Courage to Challenge the Great TRIFR and LTIFR Delusion
It was Marx (The German Ideology) who said ‘as individuals express their life, so they are’. At the heart of this aphorism is the idea that what is normalized in a culture comprises what the culture is.
One of the things that have become normalized in the culture of safety is the delusion that safety can be measured. What is even more delusional is the idea that ‘attributed’ measures like TRIFR and LTI actually have meaning. Unfortunately, once things are anchored into a culture they are nearly impossible to remove, despite their dangerous by-products. The delusion of ‘measures’ is also sustained by safety academia and texts that anchor such mythology and then defend it. Indeed, to even challenge or question TRIFR or LTI measures is considered sacrilege in the church of safety. I discovered this recently when I spoke at an SIA conference and dared to challenge the safety curriculum in Australia (https://safetyrisk.net/isnt-it-time-we-reformed-the-whs-curriculum/). All I received in return was no questions, not debate and not dialogue but, total denial.
Recently the originator (Tom DeMarco) of the aphorism ‘you can’t control what you can’t measure’ retracted and recanted what he said (https://www.computer.org/cms/ComputingNow/homepage/2009/0709/rW_SO_Viewpoints.pdf ). Finally, after all these years Demarco an engineer, discovered that higher order goals can’t be measured and that his aphorism was a delusion. Not to worry, safety wants to believe it anyway.
We can add to the grand delusion, the continued belief in safety that gives meaning to matrices, pyramids and curves (https://safetyrisk.net/calculators-matrices-and-mumbo-jumbo-risk-assessment/). Of course, none of these are measures anyway.
What is even worse is the fear that overcomes safety people when I suggest these things ought to be challenged. I recently did some training and one of the GMs present agreed totally that TRIFR was a delusion but made it quite clear that she could not speak up about it in her organization. This is exactly how religious dogma works. It no longer matters what is true or what makes sense, one cannot challenge the politics associated with the delusion.
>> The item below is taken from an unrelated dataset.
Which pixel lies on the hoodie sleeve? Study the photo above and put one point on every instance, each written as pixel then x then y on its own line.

What a sorry state safety has been take too by the mechanistic paradigm that governs the safety industry. How sad that people even use the word ‘profession’ to describe this dumb down activity. How sad that risk aversion has been substituted for learning, that numbers have been substituted for people and that delusion has been substituted for reality.
Alex says
Interesting that with all business, safety works until it doesn’t. Then once it doesn’t (i.e an incident has occurred) the statistics start moving and people get quite excited. I have a mantra “you don’t see the incidents you prevent” and safety is about preventing incidents but it seems these statistics are produced for the sake of presenting safety statistics.